The first line of defense is to use the security mechanisms
provided by Ghostscript. If you're running arbitrary PostScript files
(for example, those sent through email or downloaded from the Web),
make sure to use the -dSAFER option. Otherwise, you are opening up
your entire filesystem to potentially malicious code.
By default, Ghostscript opens up read access to the entire
filesystem. In general, if you're just viewing or printing documents,
this does not pose a significant security risk. However, if there is
a chance that the output of Ghostscript can leak sensitive information,
also set the -DPARANOIDSAFER option. Note, however, that this option
is incompatible with some scripts and wrappers, including gv and
related viewer apps.
We plan to make -dSAFER the default in future versions of Ghostscript.
Since most people use Ghostscript to print and view documents, rather
than to run scripts written in the PostScript language, this will
provide additional safety with little hassle for most users. If you
are using Ghostscript as a scripting language and need
unfettered access to the filesystem, use the -dNOSAFER flag to signal
explictly that you wish the PostScript code to have full access to the
file system. Currently, this flag has no effect, but it will insure
than your scripts execute as expected in future versions.
While we've tried to patch all known security problems, there is
no guarantee that we've caught them all. Ghostscript is a complex
application written in C. Buffer overflows and other exploits remain
a distinct possibility.

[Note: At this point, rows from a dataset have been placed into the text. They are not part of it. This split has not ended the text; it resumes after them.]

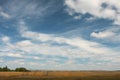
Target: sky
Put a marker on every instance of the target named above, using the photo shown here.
(60, 34)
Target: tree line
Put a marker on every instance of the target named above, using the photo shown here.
(6, 69)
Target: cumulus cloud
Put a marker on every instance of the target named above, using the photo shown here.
(107, 9)
(110, 34)
(4, 14)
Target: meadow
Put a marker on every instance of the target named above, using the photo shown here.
(61, 75)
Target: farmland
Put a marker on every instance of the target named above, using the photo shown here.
(61, 75)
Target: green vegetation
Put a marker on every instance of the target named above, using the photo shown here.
(6, 69)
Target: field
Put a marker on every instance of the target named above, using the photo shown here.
(61, 75)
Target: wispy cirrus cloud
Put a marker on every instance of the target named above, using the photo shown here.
(107, 9)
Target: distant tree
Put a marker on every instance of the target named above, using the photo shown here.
(21, 69)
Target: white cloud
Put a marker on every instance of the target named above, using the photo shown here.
(97, 8)
(5, 39)
(4, 14)
(104, 34)
(110, 34)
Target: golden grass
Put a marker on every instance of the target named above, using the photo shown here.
(59, 74)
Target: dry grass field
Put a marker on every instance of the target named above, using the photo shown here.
(61, 75)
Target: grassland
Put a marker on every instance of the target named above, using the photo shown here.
(61, 75)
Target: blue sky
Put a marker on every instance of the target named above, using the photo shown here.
(60, 34)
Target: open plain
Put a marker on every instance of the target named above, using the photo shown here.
(61, 75)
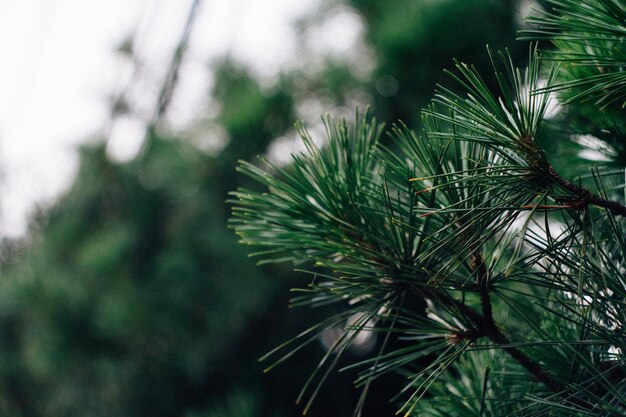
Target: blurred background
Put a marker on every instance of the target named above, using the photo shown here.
(122, 291)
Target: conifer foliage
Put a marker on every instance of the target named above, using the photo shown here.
(495, 285)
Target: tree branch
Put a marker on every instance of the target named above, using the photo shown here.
(490, 330)
(586, 197)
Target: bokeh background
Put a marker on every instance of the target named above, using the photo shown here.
(122, 291)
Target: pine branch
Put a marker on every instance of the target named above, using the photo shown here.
(584, 197)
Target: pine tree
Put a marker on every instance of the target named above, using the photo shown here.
(494, 283)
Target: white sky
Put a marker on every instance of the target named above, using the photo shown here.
(59, 67)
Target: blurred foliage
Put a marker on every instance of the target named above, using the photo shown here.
(132, 298)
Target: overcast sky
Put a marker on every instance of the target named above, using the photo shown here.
(59, 67)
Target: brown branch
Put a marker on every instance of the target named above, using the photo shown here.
(586, 197)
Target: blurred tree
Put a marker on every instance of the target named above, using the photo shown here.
(132, 297)
(495, 282)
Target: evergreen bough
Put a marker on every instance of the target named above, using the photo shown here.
(495, 285)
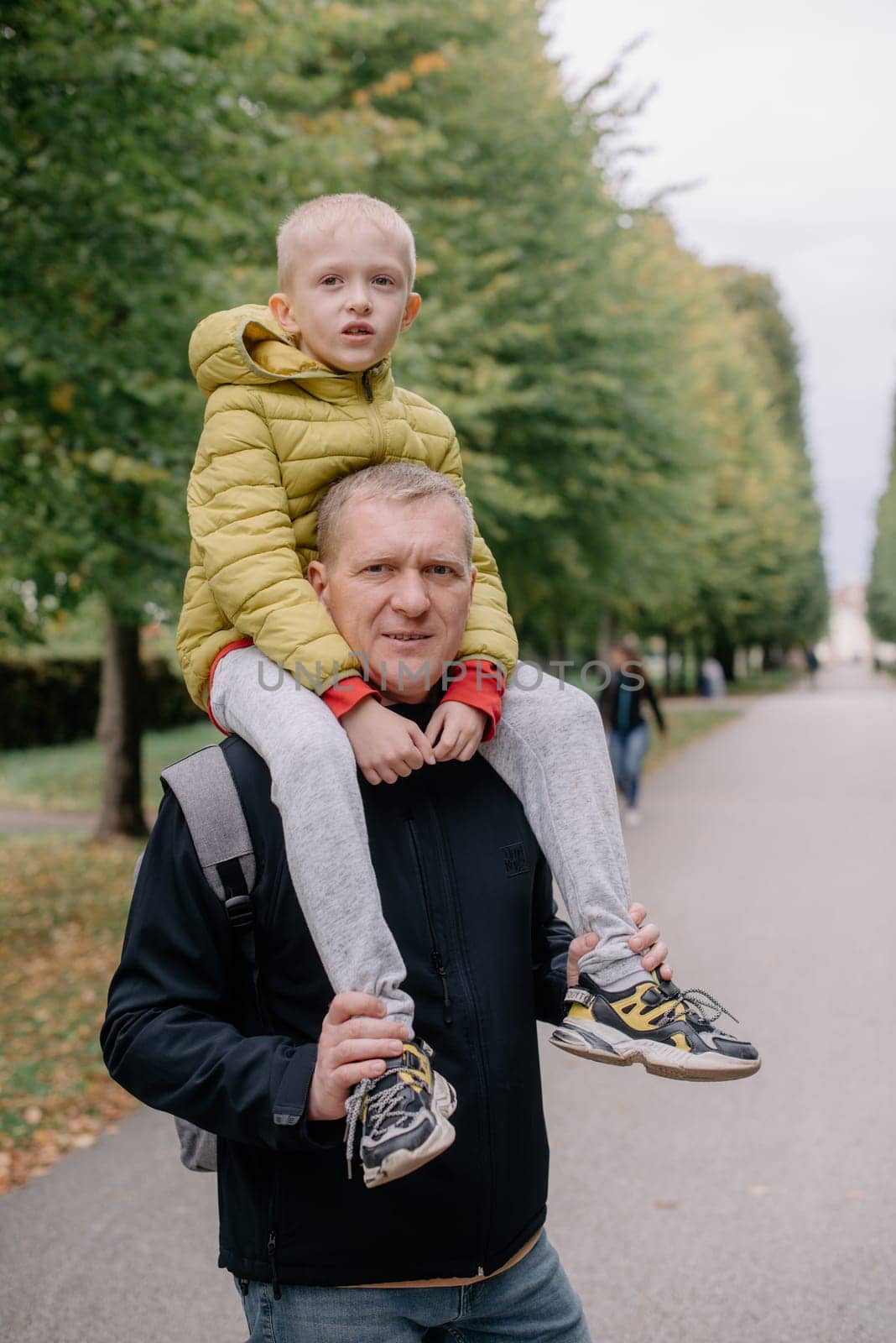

Thus we recommend that, whenever possible,
Ghostscript should run in a secure "sandbox" environment, making
use of the security mechanisms of the underlying operating system.
In particular, we urge GNU/Linux distributors to invoke Ghostscript from
the print subsystem in a chroot'ed environment, and never as root.
We will continue to be vigilant regarding security issues. As
always, apply security updates promptly.
Input from a pipe
As noted above, one normally specifies input with file names on the command
line. However, one can also "pipe" input into Ghostscript by using the
special file name "-" or "-_", for instance
{some program producing PS} | gs {...options...} -
{some program producing PS} | gs {...options...} -_
These switches differ from a named file in two respects:
When Ghostscript finishes reading from the pipe, it quits rather than
going into interactive mode. Because of this, these switches are
really only useful as the last argument on the command line.
The difference between "-" and "-_" is that
"-" may read the input one character at a time, which is useful
for programs that generate input for Ghostscript dynamically
and watch for some response, whereas "-_" reads the input in
blocks, which is more efficient for ordinary (batch) execution.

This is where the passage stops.